[Openmcl-devel] CCL startup script (ccl & ccl64) is not Bourne Shell compatible
Tim Bradshaw
tfb at tfeb.org
Sun Oct 18 03:19:14 PDT 2009
On 18 Oct 2009, at 05:20, Ron Garret wrote:
> You know the system configuration *at build time*.
If only that were true! You may be lucky and have a system which
*has* a standard location for the things you need, but often you don't
have that luxury. Where is the standard location for Perl on Solaris
2.6? Where's the standard location of Oracle on anything, or for that
matter CCL?
That's why you must choose, at the earliest, at install time.
Actually, CCL is a good example. Let's say I want to distribute some
application which uses CCL. Where is it, actually? I'm using a
fairly common platform (OS X) at home, and it's, um /Local/Ephemeral/
tfb/packages/i386/ccl/default. You're not going to be able to wire
that in at build time.
> There's no
> guarantee that the configuration won't change after that. All else
> being equal, it is better to be able to make changes without having to
> rebuild everything in order to make it work again.
Indeed, one of the main things I have to deal with is where there are
multiple different versions of things, and where the version I need to
use is not the platform's one.
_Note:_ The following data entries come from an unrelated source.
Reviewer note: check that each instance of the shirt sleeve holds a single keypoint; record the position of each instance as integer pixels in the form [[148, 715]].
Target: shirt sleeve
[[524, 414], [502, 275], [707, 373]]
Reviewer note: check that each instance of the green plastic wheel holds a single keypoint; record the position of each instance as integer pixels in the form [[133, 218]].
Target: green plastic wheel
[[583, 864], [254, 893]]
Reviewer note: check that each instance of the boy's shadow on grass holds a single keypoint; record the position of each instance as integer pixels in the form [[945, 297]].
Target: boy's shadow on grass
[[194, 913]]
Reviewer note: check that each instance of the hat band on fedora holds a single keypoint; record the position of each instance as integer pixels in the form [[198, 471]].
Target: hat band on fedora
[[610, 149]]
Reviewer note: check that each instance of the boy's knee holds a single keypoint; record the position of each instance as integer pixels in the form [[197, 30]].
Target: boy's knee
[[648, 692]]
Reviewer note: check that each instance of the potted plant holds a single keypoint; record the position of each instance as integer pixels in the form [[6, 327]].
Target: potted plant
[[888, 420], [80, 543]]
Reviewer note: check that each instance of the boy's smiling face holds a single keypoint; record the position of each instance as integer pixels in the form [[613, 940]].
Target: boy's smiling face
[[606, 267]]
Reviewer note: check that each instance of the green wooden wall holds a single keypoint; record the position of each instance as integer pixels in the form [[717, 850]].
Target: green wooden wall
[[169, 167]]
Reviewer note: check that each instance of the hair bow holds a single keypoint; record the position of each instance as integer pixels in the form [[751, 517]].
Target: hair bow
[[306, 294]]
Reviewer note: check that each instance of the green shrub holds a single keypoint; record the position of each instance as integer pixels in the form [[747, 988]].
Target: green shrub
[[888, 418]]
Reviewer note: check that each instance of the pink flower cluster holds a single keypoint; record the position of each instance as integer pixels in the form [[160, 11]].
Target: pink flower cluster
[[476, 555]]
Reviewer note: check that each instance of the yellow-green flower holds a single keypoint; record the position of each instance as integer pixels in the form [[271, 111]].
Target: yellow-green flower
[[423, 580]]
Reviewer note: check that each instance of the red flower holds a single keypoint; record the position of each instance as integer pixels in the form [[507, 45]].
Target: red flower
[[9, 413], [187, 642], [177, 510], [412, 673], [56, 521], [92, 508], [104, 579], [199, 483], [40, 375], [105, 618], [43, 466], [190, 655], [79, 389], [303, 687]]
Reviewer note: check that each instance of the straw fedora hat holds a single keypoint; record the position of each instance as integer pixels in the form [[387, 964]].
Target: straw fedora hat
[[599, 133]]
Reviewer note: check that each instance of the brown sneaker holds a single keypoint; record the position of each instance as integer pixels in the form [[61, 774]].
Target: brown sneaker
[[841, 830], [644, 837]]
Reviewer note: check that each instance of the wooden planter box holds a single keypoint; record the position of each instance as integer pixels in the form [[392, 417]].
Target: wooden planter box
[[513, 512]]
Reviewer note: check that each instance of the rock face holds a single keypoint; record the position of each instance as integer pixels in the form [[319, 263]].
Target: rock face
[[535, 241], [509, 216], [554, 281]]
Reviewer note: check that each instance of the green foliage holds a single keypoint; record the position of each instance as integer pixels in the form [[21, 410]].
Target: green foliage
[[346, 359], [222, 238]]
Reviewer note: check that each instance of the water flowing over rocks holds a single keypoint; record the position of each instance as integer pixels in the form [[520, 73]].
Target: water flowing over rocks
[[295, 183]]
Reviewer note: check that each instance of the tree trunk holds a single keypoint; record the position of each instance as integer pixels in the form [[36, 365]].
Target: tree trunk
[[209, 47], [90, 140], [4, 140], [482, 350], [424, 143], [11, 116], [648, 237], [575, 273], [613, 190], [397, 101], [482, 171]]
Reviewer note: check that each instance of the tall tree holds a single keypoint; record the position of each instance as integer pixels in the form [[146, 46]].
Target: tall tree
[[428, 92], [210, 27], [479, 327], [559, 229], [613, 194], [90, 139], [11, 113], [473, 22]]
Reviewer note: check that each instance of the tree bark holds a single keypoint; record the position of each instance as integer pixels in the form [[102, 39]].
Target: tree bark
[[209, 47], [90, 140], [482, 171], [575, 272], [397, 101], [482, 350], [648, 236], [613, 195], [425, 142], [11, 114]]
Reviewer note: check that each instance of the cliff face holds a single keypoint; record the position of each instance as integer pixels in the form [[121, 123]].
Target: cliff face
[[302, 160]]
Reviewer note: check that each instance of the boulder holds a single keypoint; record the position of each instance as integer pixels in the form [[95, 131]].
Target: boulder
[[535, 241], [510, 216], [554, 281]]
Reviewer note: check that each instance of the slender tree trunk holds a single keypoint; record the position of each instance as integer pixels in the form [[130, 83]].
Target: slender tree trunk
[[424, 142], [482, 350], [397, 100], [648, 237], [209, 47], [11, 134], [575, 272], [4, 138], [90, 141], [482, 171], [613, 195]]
You can't replace the platform's one,
because the platform will likely have dependencies on that version.
So you need your own one, which by definition lives in some non-
standard place. And, of course, since you're dealing with developers,
you'll suddenly discover that they now depend on some new release of
the thing, but you still need to have other things run which work only
with the older version.
[About LD_LIBRARY_PATH]
> Maybe I need to be enlightened. What is this "correct way"?
LD_LIBRARY_PATH is probably the best of a bad lot, assuming you do not
know at compile time where the libraries will be, which you generally
do not. Some platforms have better approaches (LD_CONFIG / crle on
Solaris). It's important to set LD_LIBRARY_PATH in wrappers, not
globally though.
All of this comes down to a dynamic vs static decision. I think as
Lisp programmers we know which of these is best :-)
Damn, I said I would not follow up any more. Sorry.